Now that Tori is doing weekend mornings, it’s likely that direction will continue, confirming my initial sense that one of the best on-air AI uses was to create something deliberately funny and outrageous. In the spirit of Siri and Alexa, I also like it better as a co-host or team member than anchor. Rather than actors in phony prank calls, would it be funnier and more challenging for the morning show to react to a ChatGPT character? (It wouldn’t surprise me to hear that AI is being used to write those bits already.) AC CHQM (Move 103.5) producer Joey Arsenault praised ChatGPT’s value for writing morning trivia questions; for those stations without the ability to do “Thousand Dollar Minute” features, why not “host vs. AI”?
Here’s what I wrote about the first publicized use of AI hosting last summer.

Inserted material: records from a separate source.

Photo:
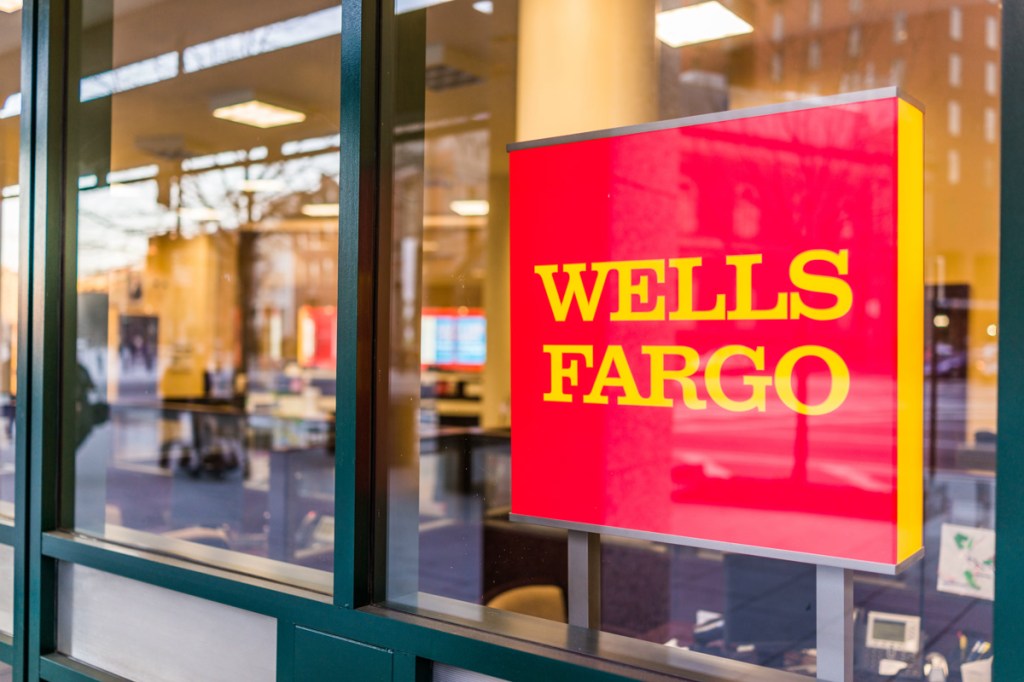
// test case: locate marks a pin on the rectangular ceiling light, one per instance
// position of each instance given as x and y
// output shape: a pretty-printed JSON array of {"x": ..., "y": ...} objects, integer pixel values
[
  {"x": 698, "y": 24},
  {"x": 467, "y": 207},
  {"x": 321, "y": 210},
  {"x": 402, "y": 6},
  {"x": 259, "y": 114}
]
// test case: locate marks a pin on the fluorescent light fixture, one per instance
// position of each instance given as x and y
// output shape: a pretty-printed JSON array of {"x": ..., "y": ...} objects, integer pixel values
[
  {"x": 454, "y": 221},
  {"x": 259, "y": 114},
  {"x": 133, "y": 174},
  {"x": 698, "y": 24},
  {"x": 467, "y": 207},
  {"x": 402, "y": 6},
  {"x": 262, "y": 184},
  {"x": 269, "y": 38},
  {"x": 11, "y": 105},
  {"x": 310, "y": 144},
  {"x": 200, "y": 214},
  {"x": 321, "y": 210}
]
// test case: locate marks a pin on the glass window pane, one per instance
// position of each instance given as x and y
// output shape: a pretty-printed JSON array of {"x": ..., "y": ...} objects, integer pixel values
[
  {"x": 10, "y": 107},
  {"x": 474, "y": 81},
  {"x": 206, "y": 157}
]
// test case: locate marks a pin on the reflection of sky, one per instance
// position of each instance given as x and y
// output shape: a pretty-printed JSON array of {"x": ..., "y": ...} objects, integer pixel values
[
  {"x": 264, "y": 39},
  {"x": 269, "y": 38},
  {"x": 116, "y": 222}
]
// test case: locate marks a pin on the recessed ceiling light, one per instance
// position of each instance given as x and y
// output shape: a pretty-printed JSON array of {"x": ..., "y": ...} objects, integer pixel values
[
  {"x": 262, "y": 184},
  {"x": 402, "y": 6},
  {"x": 698, "y": 24},
  {"x": 200, "y": 214},
  {"x": 259, "y": 114},
  {"x": 321, "y": 210},
  {"x": 454, "y": 221},
  {"x": 470, "y": 207}
]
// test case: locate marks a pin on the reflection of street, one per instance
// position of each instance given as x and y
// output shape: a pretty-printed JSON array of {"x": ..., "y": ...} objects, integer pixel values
[
  {"x": 275, "y": 504},
  {"x": 469, "y": 550}
]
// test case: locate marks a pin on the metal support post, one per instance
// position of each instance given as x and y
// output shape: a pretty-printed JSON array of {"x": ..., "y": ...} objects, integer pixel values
[
  {"x": 835, "y": 599},
  {"x": 585, "y": 579}
]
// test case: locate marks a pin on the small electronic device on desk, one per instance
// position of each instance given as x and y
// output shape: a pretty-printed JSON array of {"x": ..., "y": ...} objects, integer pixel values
[{"x": 889, "y": 644}]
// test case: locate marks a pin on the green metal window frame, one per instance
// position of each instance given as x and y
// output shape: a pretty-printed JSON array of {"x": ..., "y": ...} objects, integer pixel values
[{"x": 42, "y": 489}]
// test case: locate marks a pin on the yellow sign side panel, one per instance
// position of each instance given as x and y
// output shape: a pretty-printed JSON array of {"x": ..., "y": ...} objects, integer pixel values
[{"x": 910, "y": 312}]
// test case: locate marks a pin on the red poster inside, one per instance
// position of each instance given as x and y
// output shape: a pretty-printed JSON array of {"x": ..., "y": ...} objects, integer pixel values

Commented on FB on topic yesterday:”I’m pretty shocked how consultants in radio in particular are embracing and even normalizing AI. It’s dangerous and negatively disruptive in general and as bad if worse for radio. SAG members got it right getting a deal w studios. What is AFTRA doing for its members? What are local talent doing to band together to stop this? “Change can be hard but we must embrace it” Gimme an F’n break—radio rank and file ought to be storming the AI castle with pitchforks and torches and saying no way no how and installing cart machines in every studio and hiring HUMANS for every daypart and job and passing that knowledge down. I’m doing it. Others should push back. Is AI replacing athletes? Actors? Family physicians? No? Oh just on air personalities because what we do isn’t a trade, an art, a Jedi talent really that positively impacts other HUMANS every day. We shouldn’t embrace it, we shouldn’t acknowledge it we should band together to fight it, stop it and demand owners do the same or what the hell do we have left as an industry. I know I will. I’ll be the last one fighting if I need to, who’s with me?? This doesn’t have to happen, only if we let it.“
Radio needs to take a nod from their fellow creatives in Film & TV when it comes to AI. SAG, the WGA … If we cede ground now it’ll never be gained back.
I guess consultants are learning AI to keep the cash flow going? If I owned a station, they would be the first line item on my budget to go. They simply are no longer needed. AI can do the programming, the production, and everything else. Consulting became irrelevant when streaming took off in my humble opinion.
You know, I never hear of AI replacing GM’s, consultants, or owners.
It’s interesting … truthfully I think AI tech in and of itself is heading for a plateau sooner than [most] people think, and the only ones who’ll be left holding the bill are those who are buying in too heavily today.
It’s telling that the best application described here (if “best” could even be assessed as such) of a station using AI tech essentially mocks it in jest while it operates. It’s a novelty that I hope more people in the industry (& beyond) wisen up to way quicker.
As a true radio fan over the past 40+ years, I don’t want to hear AI, I want to hear real people with real stories, real emotion and be able to connect. It’s also pathetic that Spotify has AI with “DJ X”….what is this world coming to.
On a side note, I see Robby Bridges opined. I 100% agree with him, and miss him from his days in Detroit!
Comments here are well put. For my part, I’m waiting for the first AI talk show host. Rushbot, anyone?